More than 20 national labor unions wrote a letter in March to the US Department of Transportation and the Federal Transit Authority, demanding federal action to protect transit workers on the job and implement baseline safety standards that were included in the bipartisan infrastructure law that Joe Biden signed in November.

“Our unions are seeing historic levels of attrition as bus and subway operators, station agents, car cleaners, and others protect themselves in the only way available to them: leaving public transportation,” the unions wrote.

The safety standards include the FTA tracking data on transit worker assaults; updating a national safety plan to include workers’ voices; denying all waiver applications from transit agencies to exempt themselves from safety obligations required by the new law; and establishing minimum level of assault protections. But workers and unions say they have still not been implemented.

A spokesperson for the Federal Transit Administration said the agency is working to implement all requirements of the infrastructure law.

“This is a crisis. What frontline workers are experiencing every day around this country is horrific, and it’s not getting better,” said Greg Regan, president of the transportation trades department at the AFL-CIO. “Historically, workers and unions have been excluded from the safety planning process of the agency. So they think that’s insane. They’re the ones who are the eyes and ears on the ground, who can identify vulnerabilities and help point us in the right direction for meaningful solutions.”

Regan said the need for action is urgent, and that the FTA needs to respond to every worker assault incident to push for improvements and oversight so it does not recur. He cited an ATU survey where more than 75% of transit workers expressed fear of being assaulted on the job on a daily basis. More than 43% of transit workers are eligible to retire in five to 10 years, as transit agencies around the US are still experiencing labor shortages.
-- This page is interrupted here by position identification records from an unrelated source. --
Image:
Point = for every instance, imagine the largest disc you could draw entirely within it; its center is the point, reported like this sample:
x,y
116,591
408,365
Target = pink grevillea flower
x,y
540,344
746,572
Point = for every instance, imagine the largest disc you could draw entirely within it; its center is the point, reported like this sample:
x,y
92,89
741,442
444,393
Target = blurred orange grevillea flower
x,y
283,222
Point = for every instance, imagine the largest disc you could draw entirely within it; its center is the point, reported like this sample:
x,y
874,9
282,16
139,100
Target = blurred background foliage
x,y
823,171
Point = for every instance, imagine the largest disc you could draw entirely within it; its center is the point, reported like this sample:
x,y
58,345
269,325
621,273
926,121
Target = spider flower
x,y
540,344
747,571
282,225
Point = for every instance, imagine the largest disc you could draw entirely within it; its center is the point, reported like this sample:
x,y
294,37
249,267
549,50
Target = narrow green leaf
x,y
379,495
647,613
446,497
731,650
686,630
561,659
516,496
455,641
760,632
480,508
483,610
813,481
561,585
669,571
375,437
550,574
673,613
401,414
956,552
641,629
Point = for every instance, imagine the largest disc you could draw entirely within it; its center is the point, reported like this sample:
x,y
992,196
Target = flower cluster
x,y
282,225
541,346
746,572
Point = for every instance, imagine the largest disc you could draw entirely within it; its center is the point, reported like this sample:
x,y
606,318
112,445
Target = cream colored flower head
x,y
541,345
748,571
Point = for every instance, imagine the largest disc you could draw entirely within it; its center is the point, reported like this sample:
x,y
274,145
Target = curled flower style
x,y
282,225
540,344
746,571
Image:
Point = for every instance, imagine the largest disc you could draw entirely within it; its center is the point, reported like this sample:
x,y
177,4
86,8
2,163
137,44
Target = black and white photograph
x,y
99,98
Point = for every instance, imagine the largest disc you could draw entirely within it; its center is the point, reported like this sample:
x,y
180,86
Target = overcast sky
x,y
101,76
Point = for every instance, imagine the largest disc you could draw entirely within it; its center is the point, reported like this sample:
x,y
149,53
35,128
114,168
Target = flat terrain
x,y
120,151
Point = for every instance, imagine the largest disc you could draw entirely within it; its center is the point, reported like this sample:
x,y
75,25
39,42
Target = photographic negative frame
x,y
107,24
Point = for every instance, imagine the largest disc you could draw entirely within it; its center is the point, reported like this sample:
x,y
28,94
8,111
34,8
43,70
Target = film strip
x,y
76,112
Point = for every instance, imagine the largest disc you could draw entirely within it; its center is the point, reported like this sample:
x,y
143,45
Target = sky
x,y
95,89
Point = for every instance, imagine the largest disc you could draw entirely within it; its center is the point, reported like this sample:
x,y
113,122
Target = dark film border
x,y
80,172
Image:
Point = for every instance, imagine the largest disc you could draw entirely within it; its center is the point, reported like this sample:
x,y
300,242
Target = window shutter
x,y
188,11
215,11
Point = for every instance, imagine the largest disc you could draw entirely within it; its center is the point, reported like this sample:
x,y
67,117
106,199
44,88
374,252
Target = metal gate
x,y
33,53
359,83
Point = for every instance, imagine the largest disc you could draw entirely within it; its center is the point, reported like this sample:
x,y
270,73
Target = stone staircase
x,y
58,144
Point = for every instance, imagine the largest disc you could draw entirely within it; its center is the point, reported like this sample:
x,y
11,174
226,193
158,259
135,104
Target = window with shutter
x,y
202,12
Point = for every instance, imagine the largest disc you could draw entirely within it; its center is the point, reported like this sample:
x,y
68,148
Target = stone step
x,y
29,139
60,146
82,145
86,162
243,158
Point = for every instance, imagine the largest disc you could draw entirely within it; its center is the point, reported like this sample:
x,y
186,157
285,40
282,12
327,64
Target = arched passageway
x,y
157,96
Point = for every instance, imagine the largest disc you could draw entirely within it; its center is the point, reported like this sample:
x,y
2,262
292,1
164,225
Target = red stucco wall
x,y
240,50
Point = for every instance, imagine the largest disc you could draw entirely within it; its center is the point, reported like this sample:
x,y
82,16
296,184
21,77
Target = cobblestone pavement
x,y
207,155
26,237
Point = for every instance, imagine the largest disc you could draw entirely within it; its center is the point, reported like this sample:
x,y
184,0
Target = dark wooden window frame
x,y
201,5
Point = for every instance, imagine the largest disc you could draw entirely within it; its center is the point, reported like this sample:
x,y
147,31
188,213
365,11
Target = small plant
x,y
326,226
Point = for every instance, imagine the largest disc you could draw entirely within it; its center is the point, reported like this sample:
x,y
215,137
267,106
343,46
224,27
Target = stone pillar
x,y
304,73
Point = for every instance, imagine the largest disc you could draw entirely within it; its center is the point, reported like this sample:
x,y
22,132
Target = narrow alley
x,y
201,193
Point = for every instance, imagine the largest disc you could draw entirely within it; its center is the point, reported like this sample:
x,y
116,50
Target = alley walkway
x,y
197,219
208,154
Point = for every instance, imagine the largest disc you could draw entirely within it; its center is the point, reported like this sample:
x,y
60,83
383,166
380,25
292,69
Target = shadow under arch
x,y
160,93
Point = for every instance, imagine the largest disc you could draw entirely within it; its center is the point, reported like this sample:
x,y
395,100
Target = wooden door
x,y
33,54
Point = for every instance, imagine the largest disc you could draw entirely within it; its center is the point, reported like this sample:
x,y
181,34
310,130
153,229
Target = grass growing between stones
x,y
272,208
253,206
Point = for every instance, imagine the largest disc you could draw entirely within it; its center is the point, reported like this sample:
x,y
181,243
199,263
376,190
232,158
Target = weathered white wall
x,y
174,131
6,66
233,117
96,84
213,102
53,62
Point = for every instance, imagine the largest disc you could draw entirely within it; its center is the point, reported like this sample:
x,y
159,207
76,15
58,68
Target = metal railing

“If we’re not able to have the workforce to provide that extended service, then we’re done. I think that the systems are going to fail,” added Regan.

In Utah, ridership has declined since the pandemic, but there were 150 reported cases of assault on drivers between January 2020 and April this year. In 2021, the New Jersey Transit reported 183 assaults on transit workers, three times the annual average. In Phoenix, Arizona, assaults and drug use on public transportation hit a five-year high last year.

Transit workers in Chicago have protested to demand increased safety protections amid numerous reports of assaults against operators over the past year, with more than 300 reported incidents of assaults on transit workers reported in 2021.

“We didn’t sign up to die on these jobs,” said John Costa, international president of the Amalgamated Transit Union, which represents more than 200,000 transit workers in the US and Canada. “It’s growing, and it’s not going to go away until people realize that if you mess with an operator, there’s real consequences – like you will not be able to take transportation any more – or there’s real punishment. But we’re not there yet.”

Rafaele Mastrangelo Jr, a rail specialist at Los Angeles county Metro Transit Authority and a union steward for ATU local 1277, said safety concerns for workers are the worst he’s seen in his 19 years working in the industry.

“I hear over and over again the problems with the lack of security in the system. Workers voice their concerns to management. They’re told they’re being heard, but nothing’s being done,” said Mastrangelo.

He said problems such as drug use, vandalism and assaults on transit lines have worsened through the pandemic, and there remain difficulties in retaining and hiring enough bus and rail operators, which reduces services and forces workers to work longer hours to compensate for the shortages.

“The company has been trying to have a PR campaign to convince the general public and people working at the MTA to help with recruitment to get bus operators, but they’re really struggling to do it. But the issue is who wants to do it. To be a bus operator these days, it’s very dangerous,” added Mastrangelo.